Tax on heirs in Congress's crosshairs

House Republicans may have a hard time explaining to most voters the tax-cutting bill they passed last week.

That's because the bulk of the tax savings will go to the well-to-do. It can easily be attacked by Democrats as too big - and skewed to favor the rich.

Americans want "tax cuts in the national interest, not special interests," President Clinton said last week. He warned he would veto the bill cutting $792 billion in taxes over 10 years.

One part of that bill, abolishing the estate tax, or "death tax," as its Republican opponents prefer, would especially help the wealthiest Americans.

Most of the benefits of phasing out that tax - gone entirely by 2009 in the bill pushed by House Ways and Means Committee Chairman Bill Archer (R) of Texas - would go to the highest-income 1 percent of taxpayers. Their incomes exceed $300,000 per year, reckons the Institute for Taxation and Economic Policy in Washington.

Looked at another way, about 2.3 million people passed on in the United States in 1996. About 37,000 heirs actually paid estate taxes, calculates Charles Davenport, a tax expert at Rutgers University in New Brunswick, N.J.

"Why give tax cuts to those whose wealth and income have been growing rapidly, compared to other Americans?" asks Professor Davenport.

In the case of bequests, $650,000 of assets are free of taxes this year.

Under present law, that tax-free amount will grow in steps to $1 million by 2006.

Billions in lost revenue?

Often it's said estate-tax revenues aren't worth fussing about. Not so.
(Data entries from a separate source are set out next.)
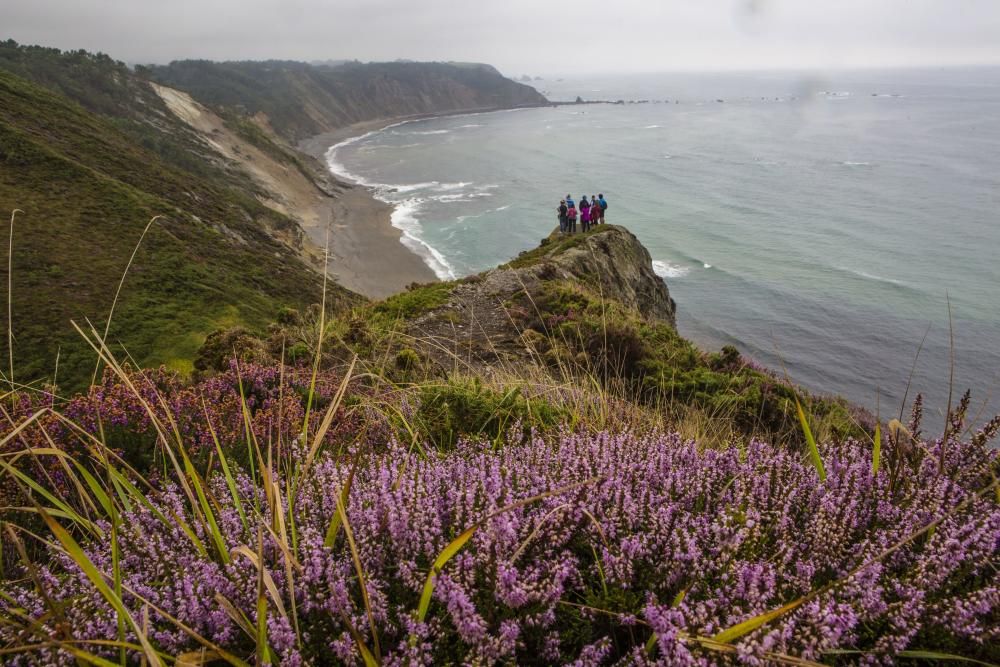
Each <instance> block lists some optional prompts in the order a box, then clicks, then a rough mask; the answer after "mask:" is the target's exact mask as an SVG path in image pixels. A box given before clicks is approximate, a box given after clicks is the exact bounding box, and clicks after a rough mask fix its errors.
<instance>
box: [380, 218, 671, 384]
mask: <svg viewBox="0 0 1000 667" xmlns="http://www.w3.org/2000/svg"><path fill="white" fill-rule="evenodd" d="M417 289H418V290H420V289H433V288H417ZM567 290H568V291H569V292H574V291H576V292H578V293H579V294H580V295H585V297H584V298H585V299H586V300H587V301H589V302H591V303H595V302H601V303H605V304H607V306H608V312H609V314H610V313H612V312H625V313H627V314H628V316H629V318H634V319H636V320H645V321H648V322H651V323H658V324H666V325H668V326H670V327H673V326H674V313H675V304H674V300H673V299H672V298H671V297H670V291H669V289H668V288H667V285H666V283H665V282H664V281H663V279H662V278H660V277H659V276H657V275H656V274H655V273H654V272H653V265H652V260H651V258H650V256H649V252H648V251H647V250H646V248H645V247H643V245H642V244H641V243H640V242H639V240H638V239H637V238H636V237H635V235H634V234H632V233H631V232H630V231H628V230H627V229H625V228H624V227H619V226H617V225H603V226H601V227H599V228H598V229H597V230H596V231H592V232H590V233H588V234H576V235H571V236H560V235H559V234H553V235H552V236H550V237H548V238H547V239H544V240H543V242H542V244H541V245H540V246H539V247H538V248H536V249H534V250H531V251H528V252H525V253H522V254H521V255H520V256H519V257H518V258H516V259H515V260H513V261H511V262H509V263H507V264H504V265H502V266H499V267H497V268H495V269H491V270H489V271H486V272H484V273H481V274H478V275H475V276H470V277H468V278H465V279H463V280H459V281H457V282H456V283H455V285H454V287H452V288H451V289H450V290H449V291H448V295H447V298H446V299H445V300H444V302H443V303H442V304H441V305H438V306H435V307H433V308H431V309H428V310H427V311H426V312H424V313H423V314H421V315H420V316H419V317H416V318H414V319H412V320H411V321H409V322H406V323H405V328H406V330H407V333H408V334H409V335H410V336H411V337H412V340H414V341H419V343H420V347H422V348H423V350H424V351H425V352H426V353H427V354H428V355H429V356H430V357H432V358H434V359H435V360H436V361H437V362H438V363H439V364H441V365H442V366H443V367H448V366H453V365H454V364H455V363H456V360H461V364H462V365H464V366H466V367H468V368H472V369H476V371H477V372H488V368H489V367H492V366H496V365H503V364H505V363H507V362H514V363H516V362H517V361H518V360H523V361H532V360H534V358H535V351H534V350H533V349H532V347H531V345H530V344H526V341H525V338H524V335H523V334H524V332H525V329H526V324H527V323H529V322H530V321H531V320H533V319H536V318H539V319H541V320H542V321H546V320H550V319H551V318H552V317H553V316H555V317H559V316H560V315H558V314H557V313H555V312H553V311H551V310H549V306H550V305H551V303H552V300H553V295H554V294H556V293H558V292H562V293H566V291H567ZM400 296H401V297H402V296H404V295H400ZM616 308H617V309H623V310H619V311H615V309H616ZM545 326H546V325H544V324H543V325H542V328H545Z"/></svg>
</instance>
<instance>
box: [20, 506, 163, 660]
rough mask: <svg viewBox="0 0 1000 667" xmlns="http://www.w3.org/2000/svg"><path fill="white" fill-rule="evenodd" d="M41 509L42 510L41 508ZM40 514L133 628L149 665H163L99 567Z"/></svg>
mask: <svg viewBox="0 0 1000 667" xmlns="http://www.w3.org/2000/svg"><path fill="white" fill-rule="evenodd" d="M39 509H40V510H41V508H39ZM40 514H41V516H42V519H43V520H44V521H45V523H46V525H47V526H48V527H49V530H50V531H51V532H52V534H53V535H54V536H55V538H56V539H57V540H59V543H60V544H62V546H63V549H65V550H66V553H67V554H68V555H69V556H70V558H72V559H73V561H74V562H75V563H76V564H77V566H78V567H79V568H80V570H81V571H82V572H83V573H84V575H86V577H87V579H89V580H90V583H91V584H92V585H93V586H94V588H96V589H97V591H98V592H99V593H100V594H101V595H102V596H104V599H106V600H107V601H108V603H109V604H110V605H111V606H112V607H113V608H114V610H115V611H116V612H117V613H118V614H119V615H120V616H122V617H123V618H124V619H125V621H126V622H127V623H128V624H129V626H130V627H131V628H132V632H134V633H135V635H136V637H137V638H138V640H139V643H140V644H141V645H142V652H143V654H144V655H145V657H146V659H147V660H149V664H151V665H157V666H158V665H162V664H163V662H162V661H161V660H160V656H159V655H157V653H156V651H154V650H153V647H152V645H151V644H150V643H149V639H148V638H147V637H146V635H145V633H143V632H142V629H141V628H140V627H139V624H138V623H136V621H135V619H134V618H132V615H131V614H130V613H129V612H128V609H126V608H125V604H124V603H123V602H122V600H121V598H120V597H118V596H117V595H115V593H114V591H112V590H111V589H110V588H108V585H107V583H106V582H105V581H104V575H102V574H101V573H100V571H98V569H97V567H95V566H94V563H93V562H92V561H91V560H90V558H88V557H87V554H86V553H84V551H83V549H82V548H81V547H80V545H79V544H77V542H76V540H74V539H73V536H72V535H70V534H69V533H68V532H67V531H66V529H65V528H63V527H62V526H60V525H59V523H58V522H57V521H56V520H55V519H53V518H52V517H51V516H49V515H48V513H46V512H45V511H44V510H41V511H40Z"/></svg>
This year, the revenue is estimated at $28 billion. Without the Archer trims, revenues would reach $40 billion by 2008.

If the estate tax is left intact, revenues would grow rapidly beyond 2008, the experts say.
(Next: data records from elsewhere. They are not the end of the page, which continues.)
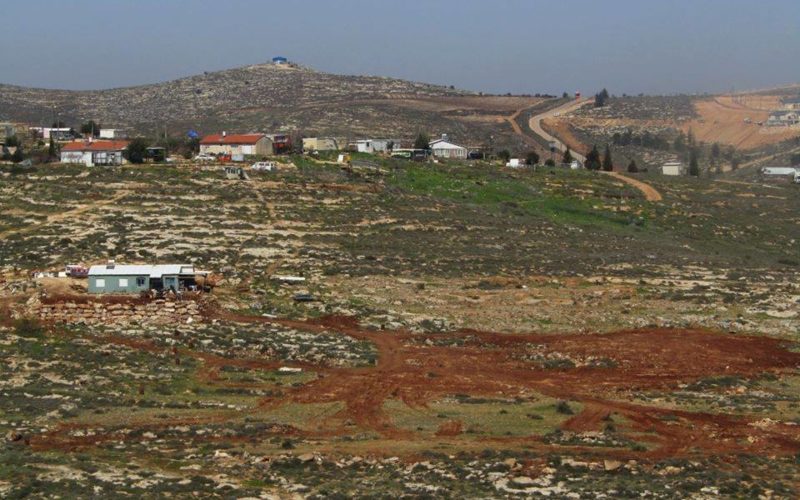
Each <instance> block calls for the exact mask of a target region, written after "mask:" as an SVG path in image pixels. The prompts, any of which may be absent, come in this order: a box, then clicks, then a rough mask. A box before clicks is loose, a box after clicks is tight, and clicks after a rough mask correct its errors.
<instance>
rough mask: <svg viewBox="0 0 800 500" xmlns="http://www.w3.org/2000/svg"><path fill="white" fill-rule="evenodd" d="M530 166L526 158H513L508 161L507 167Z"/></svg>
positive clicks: (511, 158) (508, 160) (509, 159)
mask: <svg viewBox="0 0 800 500" xmlns="http://www.w3.org/2000/svg"><path fill="white" fill-rule="evenodd" d="M526 166H528V163H527V161H526V160H525V159H524V158H511V159H509V160H508V163H506V167H508V168H522V167H526Z"/></svg>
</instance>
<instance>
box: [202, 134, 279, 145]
mask: <svg viewBox="0 0 800 500" xmlns="http://www.w3.org/2000/svg"><path fill="white" fill-rule="evenodd" d="M263 137H266V136H265V135H264V134H228V135H222V134H211V135H207V136H205V137H203V140H202V141H200V144H255V143H257V142H258V141H260V140H261V139H262V138H263Z"/></svg>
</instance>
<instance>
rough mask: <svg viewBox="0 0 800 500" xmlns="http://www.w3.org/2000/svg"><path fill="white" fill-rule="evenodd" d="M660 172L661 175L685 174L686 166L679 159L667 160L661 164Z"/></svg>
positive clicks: (675, 174)
mask: <svg viewBox="0 0 800 500" xmlns="http://www.w3.org/2000/svg"><path fill="white" fill-rule="evenodd" d="M661 173H662V174H663V175H672V176H679V175H685V174H686V167H685V166H684V165H683V163H681V162H679V161H668V162H667V163H665V164H663V165H661Z"/></svg>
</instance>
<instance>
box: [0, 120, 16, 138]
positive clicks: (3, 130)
mask: <svg viewBox="0 0 800 500" xmlns="http://www.w3.org/2000/svg"><path fill="white" fill-rule="evenodd" d="M16 134H17V127H16V125H14V124H13V123H10V122H2V123H0V141H2V140H3V139H5V138H7V137H11V136H12V135H16Z"/></svg>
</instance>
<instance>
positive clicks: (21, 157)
mask: <svg viewBox="0 0 800 500" xmlns="http://www.w3.org/2000/svg"><path fill="white" fill-rule="evenodd" d="M24 159H25V154H24V153H23V152H22V146H17V149H16V151H14V154H13V155H11V161H13V162H14V163H19V162H21V161H22V160H24Z"/></svg>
That would reflect a rising average age of Americans and the fact the rich have been getting decidedly richer with the booming stock market and burgeoning real-estate prices.

Lost estate-tax revenues would have to be made up by tax hikes, reduced spending, or less tax cuts elsewhere, says Davenport.

A look at the arguments

Arguments for and against the estate tax include these:

It closes a major tax loophole. Heirs pay no capital gains tax on any appreciation in the value of unsold estate assets prior to death. For the heirs' tax purposes, the value of the assets is stepped up to the value at the time of death.
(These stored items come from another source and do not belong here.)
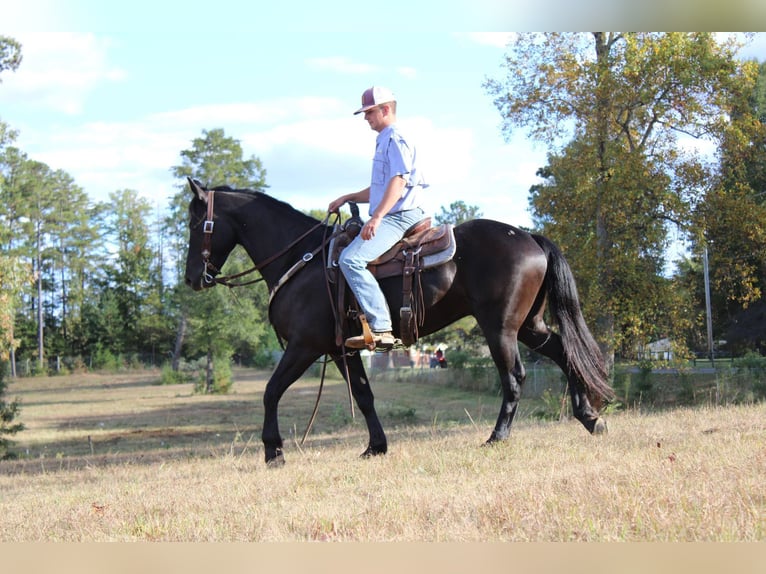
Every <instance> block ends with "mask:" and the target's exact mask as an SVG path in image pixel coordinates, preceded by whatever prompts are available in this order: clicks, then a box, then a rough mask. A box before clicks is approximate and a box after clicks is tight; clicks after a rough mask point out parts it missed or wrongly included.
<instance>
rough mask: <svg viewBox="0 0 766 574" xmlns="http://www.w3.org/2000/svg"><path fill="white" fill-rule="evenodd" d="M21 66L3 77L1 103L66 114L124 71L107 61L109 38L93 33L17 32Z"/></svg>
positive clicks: (71, 110)
mask: <svg viewBox="0 0 766 574" xmlns="http://www.w3.org/2000/svg"><path fill="white" fill-rule="evenodd" d="M15 39H16V40H18V41H19V42H20V43H21V45H22V58H23V61H22V65H21V66H20V67H19V69H18V70H17V71H16V72H14V73H11V74H8V75H6V76H4V77H3V89H2V90H0V102H3V101H11V100H23V101H25V103H27V104H28V105H38V106H42V107H45V108H46V109H52V110H56V111H58V112H63V113H65V114H68V115H76V114H79V113H80V112H81V111H82V109H83V105H84V103H85V100H86V98H87V96H88V94H89V93H90V92H91V91H92V90H93V89H94V88H96V87H97V86H98V85H99V84H101V83H103V82H119V81H122V80H124V79H125V72H124V71H123V70H121V69H120V68H118V67H114V66H112V65H110V64H109V63H108V60H107V53H108V50H109V45H110V43H109V40H107V39H104V38H99V37H96V36H95V35H93V34H76V33H69V32H55V33H42V34H36V33H31V34H19V35H17V36H15Z"/></svg>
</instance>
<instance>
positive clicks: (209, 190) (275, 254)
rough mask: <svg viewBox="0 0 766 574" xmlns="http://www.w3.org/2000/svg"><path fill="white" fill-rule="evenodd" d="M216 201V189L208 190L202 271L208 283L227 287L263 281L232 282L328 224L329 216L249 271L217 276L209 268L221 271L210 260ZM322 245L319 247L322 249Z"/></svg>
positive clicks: (242, 271)
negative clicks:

In Canada, heirs pay taxes on accumulated capital gains, but no estate tax. In Australia, heirs pay capital gains tax when they dispose of the assets, but no estate tax.

The estate tax helps maintain the progressivity of the American tax system, where the well-to-do pay a greater proportion of their income in taxes than those with lesser incomes, argues Iris Lav, an economist with the Center on Budget and Policy Priorities in Washington.

The estate tax rapidly climbs after the basic exemptions to 55 percent.

The tax discourages saving and complicates individual's financial plans. Because people are reluctant to leave wealth to Uncle Sam, they sometimes spend it or devise complex financial devises to avoid taxes, notes James Hines, tax research director at the University of Michigan Business School, Ann Arbor.

But Rutgers's Davenport says the tax may actually stimulate savings. People target how much they want to leave to heirs. So they save more to make sure the after-tax amount meets that goal.

It boosts philanthropy, and keeps economic power spread around. Experts do agree the tax stimulates charitable giving. And many hold that estate taxes retard the creation of an "aristocracy of wealth" wielding inordinate political/economic power.

But Mr. Hines, for one, sees the tax as unneeded for that purpose. "Most families of great wealth have dissipated it after a couple of generations," he says. And campaign-finance reform would limit political power.

The tax makes it difficult for heirs of farms and small businesses to carry on. But many experts see that argument as phony. Congress has already provided generous provisions to make the loss by heirs of the family business or farm unlikely for tax reasons.